Quant au magistrat, il écrivait des lettres de quatre pages auxquelles Dinah répondait par des paroles calmantes en tournant après le dîner autour de son boulingrin, en s’appuyant sur le bras de son adorateur. Gardée par ces trois passions, madame de La Baudraye, d’ailleurs accompagnée de sa dévote mère, évita tous les malheurs de la médisance. Il fut si patent dans Sancerre qu’aucun de ces trois hommes n’en laissait un seul près de madame de La Baudraye que leur jalousie y donnait la comédie. Pour aller de la Porte-César à Saint-Thibault, il existe un chemin beaucoup plus court que celui des Grands-Remparts, et que dans les pays de montagnes on appelle une coursière, mais qui se nomme à Sancerre le Casse-cou. Ce nom indique assez un sentier tracé sur la pente la plus roide de la montagne, encombré de pierres et encaissé par les talus des clos de vignes. En prenant le Casse-cou, l’on abrège la route de Sancerre à La Baudraye.
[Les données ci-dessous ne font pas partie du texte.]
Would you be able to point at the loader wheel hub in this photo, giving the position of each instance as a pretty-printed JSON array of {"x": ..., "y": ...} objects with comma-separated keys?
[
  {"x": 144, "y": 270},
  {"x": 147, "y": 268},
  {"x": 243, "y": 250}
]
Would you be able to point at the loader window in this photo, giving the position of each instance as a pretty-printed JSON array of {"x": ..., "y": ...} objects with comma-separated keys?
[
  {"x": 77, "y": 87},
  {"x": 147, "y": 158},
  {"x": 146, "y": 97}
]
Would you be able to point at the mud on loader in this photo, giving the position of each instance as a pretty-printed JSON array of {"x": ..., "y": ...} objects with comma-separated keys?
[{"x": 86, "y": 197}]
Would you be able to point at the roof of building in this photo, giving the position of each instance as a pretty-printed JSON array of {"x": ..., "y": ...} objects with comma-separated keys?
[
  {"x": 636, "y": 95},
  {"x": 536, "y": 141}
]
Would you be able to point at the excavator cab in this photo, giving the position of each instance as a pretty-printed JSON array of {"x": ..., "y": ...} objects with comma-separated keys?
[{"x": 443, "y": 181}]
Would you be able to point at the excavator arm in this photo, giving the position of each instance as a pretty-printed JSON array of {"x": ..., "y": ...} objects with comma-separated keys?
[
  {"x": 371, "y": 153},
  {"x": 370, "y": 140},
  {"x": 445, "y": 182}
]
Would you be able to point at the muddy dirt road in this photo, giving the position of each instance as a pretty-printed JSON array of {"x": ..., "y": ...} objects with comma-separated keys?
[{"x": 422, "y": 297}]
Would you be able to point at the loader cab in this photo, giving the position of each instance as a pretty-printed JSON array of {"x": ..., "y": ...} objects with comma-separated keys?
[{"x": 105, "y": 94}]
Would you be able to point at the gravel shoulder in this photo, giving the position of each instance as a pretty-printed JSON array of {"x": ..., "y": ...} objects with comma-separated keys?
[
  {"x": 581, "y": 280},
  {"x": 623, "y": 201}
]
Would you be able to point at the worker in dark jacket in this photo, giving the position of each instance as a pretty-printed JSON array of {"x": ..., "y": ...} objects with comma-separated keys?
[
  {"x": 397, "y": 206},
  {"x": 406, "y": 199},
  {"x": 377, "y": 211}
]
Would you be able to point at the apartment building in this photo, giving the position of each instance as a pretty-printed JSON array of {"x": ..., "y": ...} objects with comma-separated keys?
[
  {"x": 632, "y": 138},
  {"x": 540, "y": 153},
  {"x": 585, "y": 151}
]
Les femmes, jalouses de la Sapho de Saint-Satur, se promenaient sur le Mail pour regarder ce Longchamps des autorités, que souvent elles arrêtaient en engageant dans quelque conversation tantôt le Sous-Préfet, tantôt le Procureur du Roi qui donnaient alors les marques d’une visible impatience ou d’une impertinente distraction. Comme du Mail on découvre les tourelles de La Baudraye, plus d’un jeune homme y venait contempler la demeure de Dinah en enviant le privilége des dix ou douze habitués qui passaient la soirée auprès de la reine du Sancerrois. Monsieur de La Baudraye eut bientôt remarqué l’ascendant que sa qualité de mari lui donnait sur les galants de sa femme, et il se servit d’eux avec la plus entière candeur, il obtint des dégrèvements de contribution, et gagna deux procillons. Dans tous ses litiges, il fit pressentir l’autorité du Procureur du Roi de manière à ne plus se rien voir contester, et il était difficultueux et processif en affaires comme tous les nains, mais toujours avec douceur.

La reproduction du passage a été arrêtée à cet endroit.